As part of the annual conference hosted by the International Society for Technology in Education, NASA Associate Administrator for Education Adena Williams Loston, Ph.D., joined by Astronaut Don Pettit and other special guests, formally announced the first 50 competitively selected NASA Explorer Schools.
Five schools will participate in a July 12 – 18 workshop at NASA Dryden Flight Research Center, Edwards, Calif. They are: Black Mountain Elementary and Middle School, Golden Valley, Ariz.; Flagstaff Middle School, Flagstaff, Ariz.; Kennedy Elementary School, San Diego, Calif.; Edwards Middle School, Edwards Air Force Base, Calif.; and Gifford C. Cole Middle School, Lancaster, Calif.
The new initiative, sponsored by the NASA Education Enterprise in collaboration with the National Science Teachers Association, establishes a three-year partnership between NASA and 50 NASA Explorer Schools teams, consisting of teachers and education administrators from diverse communities across the country. During the commitment period, NASA will invite teams to NASA Centers in an effort to spark innovative science and mathematics instruction directed specifically at students in grades 5 through 8.

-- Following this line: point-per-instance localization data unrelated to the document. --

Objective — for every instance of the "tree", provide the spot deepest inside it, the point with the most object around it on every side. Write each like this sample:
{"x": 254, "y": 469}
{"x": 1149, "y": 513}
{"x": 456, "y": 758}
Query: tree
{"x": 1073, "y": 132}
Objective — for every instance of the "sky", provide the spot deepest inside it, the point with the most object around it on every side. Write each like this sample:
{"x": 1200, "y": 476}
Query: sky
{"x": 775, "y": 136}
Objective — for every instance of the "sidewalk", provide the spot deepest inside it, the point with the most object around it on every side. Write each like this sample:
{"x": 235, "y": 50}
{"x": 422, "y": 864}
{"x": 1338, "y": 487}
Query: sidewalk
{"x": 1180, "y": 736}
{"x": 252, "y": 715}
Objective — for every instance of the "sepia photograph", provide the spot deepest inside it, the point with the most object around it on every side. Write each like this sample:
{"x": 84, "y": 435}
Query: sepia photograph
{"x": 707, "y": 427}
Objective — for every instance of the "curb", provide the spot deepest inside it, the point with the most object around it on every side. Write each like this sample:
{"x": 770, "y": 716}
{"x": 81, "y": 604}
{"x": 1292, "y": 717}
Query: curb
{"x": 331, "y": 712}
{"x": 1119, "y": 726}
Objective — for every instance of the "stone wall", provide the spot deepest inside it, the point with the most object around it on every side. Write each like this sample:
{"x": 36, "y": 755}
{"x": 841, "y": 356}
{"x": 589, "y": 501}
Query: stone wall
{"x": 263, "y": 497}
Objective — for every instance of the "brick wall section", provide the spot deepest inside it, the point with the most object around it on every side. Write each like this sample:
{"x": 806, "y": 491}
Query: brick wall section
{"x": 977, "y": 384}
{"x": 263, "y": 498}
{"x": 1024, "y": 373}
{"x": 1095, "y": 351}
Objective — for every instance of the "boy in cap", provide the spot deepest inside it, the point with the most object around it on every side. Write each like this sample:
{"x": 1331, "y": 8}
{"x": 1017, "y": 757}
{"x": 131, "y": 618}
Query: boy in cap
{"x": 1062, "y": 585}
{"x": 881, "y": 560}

The 50 selected school teams represent 30 states. Eighty percent of the schools are located in high poverty areas, with seventy-five percent in predominantly minority communities. Fifty-eight percent of the selected school teams are located in both high poverty and high minority districts.
"NASA's mission is to inspire the next generation of explorers by helping to make learning science and math more fun," remarks Loston. "The NASA Explorer Schools Program will provide us with yet another promising avenue to positively and uniquely impact science and math instruction in the Nation's classrooms."